Building Better Algorithms Requires Human Judgment (and Values)

At the end of last week Facebook announced that it would stop having humans write summaries of trending news stories. This follows previous allegations that the selection of trending stories had been changed to remove conservative ones. This is a good time to revisit some foundational questions about the spread of information in a digital world.

First, it is too easy for information cascades to occur. It takes much less effort to like, share, retweet than it does to read, think and possibly even verify. In the language of Daniel Kahneman’s Thinking Fast and Slow, the internet is geared towards, which is based on the emotional and instinctive systems in our brain. Any naive un-weighted algorithm for selecting trending topics will always amplify this problem. What could be done? An algorithm could over time determine who seems to be more prone to fact checking and thinking and could weight people more heavily. Given that all information has been kept by Facebook (and also Twitter), it would be possible to do this now, going back in time using stories that turned out to be flat out wrong or maybe just not all that important after all and see who recognized that and who didn’t. How do you do any of that? Human judgment of course. The whole point here should not be about eliminating judgment, but of discovering high quality judgment.
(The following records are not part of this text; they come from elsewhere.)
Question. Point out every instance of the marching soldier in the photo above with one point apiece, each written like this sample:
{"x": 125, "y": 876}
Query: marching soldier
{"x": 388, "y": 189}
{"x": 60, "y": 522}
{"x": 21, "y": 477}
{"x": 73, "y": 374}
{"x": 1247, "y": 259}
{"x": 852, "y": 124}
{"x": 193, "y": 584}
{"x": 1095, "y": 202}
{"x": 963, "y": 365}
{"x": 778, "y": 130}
Second, we risk the becoming the Digital Balkans. Because of confirmation bias (another example of thinking fast) we are much happier reading stories that fit with our existing beliefs. We also tend to know more people who are like us and spend time with them. Again then a naive algorithm for trending topics will look primarily or only among the people I am connected to. Instead, what we really need is what I have called the “Opposing View Reader.” Again, both Facebook and Twitter have all of the information necessary to construct this. They can analyze which networks I am part of and then find other networks that hold different views (and hence a likely quite separate in a network analysis). And just as above this analysis cannot be done entirely by machine. Humans will have to look at topics and the associated networks and make judgments.

The data exists for us to build better algorithms to deal with both the velocity problem (information cascades) and the network fragmentation problem (Digital Balkans). The question is are we willing to tackle these hard problems and start by admitting that this requires judgment and hence values? Or will we, as seems more likely, retreat to a seemingly safe (from a business point of view) but ultimately self defeating position of naive self-reenforcing algorithms?